= Chalio =

Sindhi Hindu festival

Chalio/Chaliho, also called Chaliho Sahib, is a forty-day-long festival celebrated by Sindhi Hindu community.

==History==

According to legend, Mirkshah Badshah, a Muslim ruler of Sindh exploited the Hindus of Thatta region and ordered all Hindus to forcibly convert to Islam or face persecution. The Hindu representatives then requested a forty-day grace period from the ruler for their reply. During this period of time, the frightened Hindus of Sindh prayed to their river God Varuna to help them.

On the fortieth day, a voice was heard from Heaven: "Fear not, I shall save you from the wicked Mirkshah. I shall come down as a mortal and take birth in the womb of Mata Devki in the house of Ratanchand Lohano of Nasarpur". Ratanchand Lohano was a Hindu who belonged to the Lohana caste.

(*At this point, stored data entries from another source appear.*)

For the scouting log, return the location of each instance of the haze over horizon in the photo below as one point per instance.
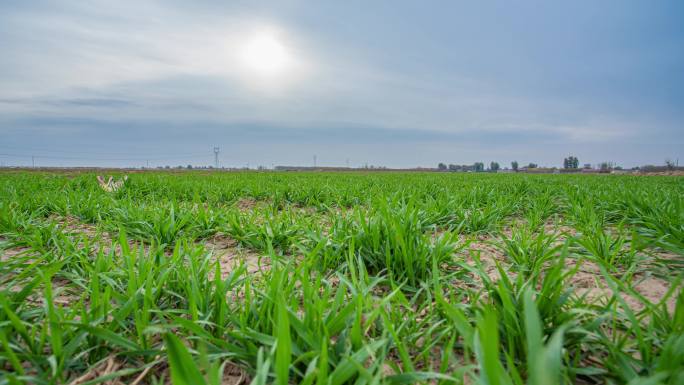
(397, 84)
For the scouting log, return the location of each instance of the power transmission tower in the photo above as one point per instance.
(216, 152)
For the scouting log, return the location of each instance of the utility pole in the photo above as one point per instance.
(216, 152)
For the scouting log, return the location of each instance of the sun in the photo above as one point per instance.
(265, 55)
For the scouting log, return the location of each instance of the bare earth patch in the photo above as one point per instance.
(230, 256)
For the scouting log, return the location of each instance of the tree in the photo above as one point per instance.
(494, 166)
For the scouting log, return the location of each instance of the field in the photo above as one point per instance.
(341, 278)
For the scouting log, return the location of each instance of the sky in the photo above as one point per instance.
(385, 83)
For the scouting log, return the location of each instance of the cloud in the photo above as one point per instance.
(138, 71)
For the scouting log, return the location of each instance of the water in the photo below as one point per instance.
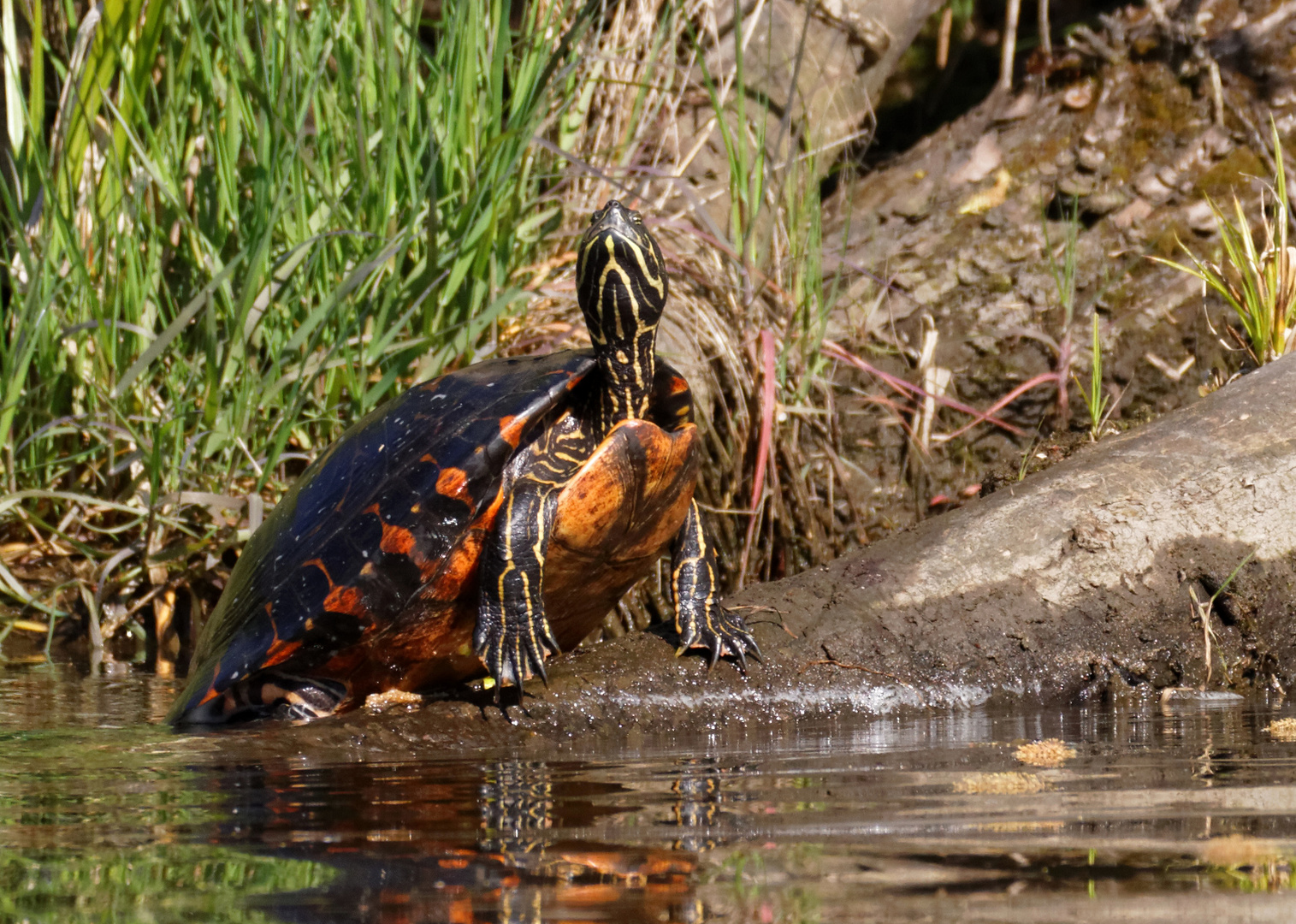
(1170, 811)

The Sindhis were relieved and rejoiced at this Akashvani. Shortly after, the couple announced the birth of Dariyalal (Jhulelal), who later taught a lesson to Mirkshah and his Muslim Followers, absolving the Hindus.

Henceforth, Sindhis worshipped Jhulelal as their Ishta deva. They started to observe forty days of fasting with full faith and devotion known as Chaliho Sahib. Those who observed this fast had to follow the following obligations:

- Not to sleep in a bed, only on the floor

- Observe Brahmacharya

- Not to eat fried eatables, non-vegetarian food, onion and garlic, white items like milk, curd, rice

- Not to shave or cut hair and nails, not to use soap and oils

- Wear simple clothes and not to wear leather shoes or leather belts

- Not to use tadka in any dish, etc. living a purely simple life

On the last day, they perform Pujas offering an earthen pot to the Darriya River. They offer akho [raw rice sugar flowers] to Dariya. Sindhis keep this fast avoiding non-veg, even garlic and onions.

==Festival==

The 40-day-long festival is observed every year in months of July to August, dates vary according to Hindu calendar. This is a thanks-giving celebration in honour of Varuna Deva and Jhulelal for listening to their prayers.

To keep this tradition alive, all Hindu Sindhi, even today, celebrate the event by keeping forty days of penance.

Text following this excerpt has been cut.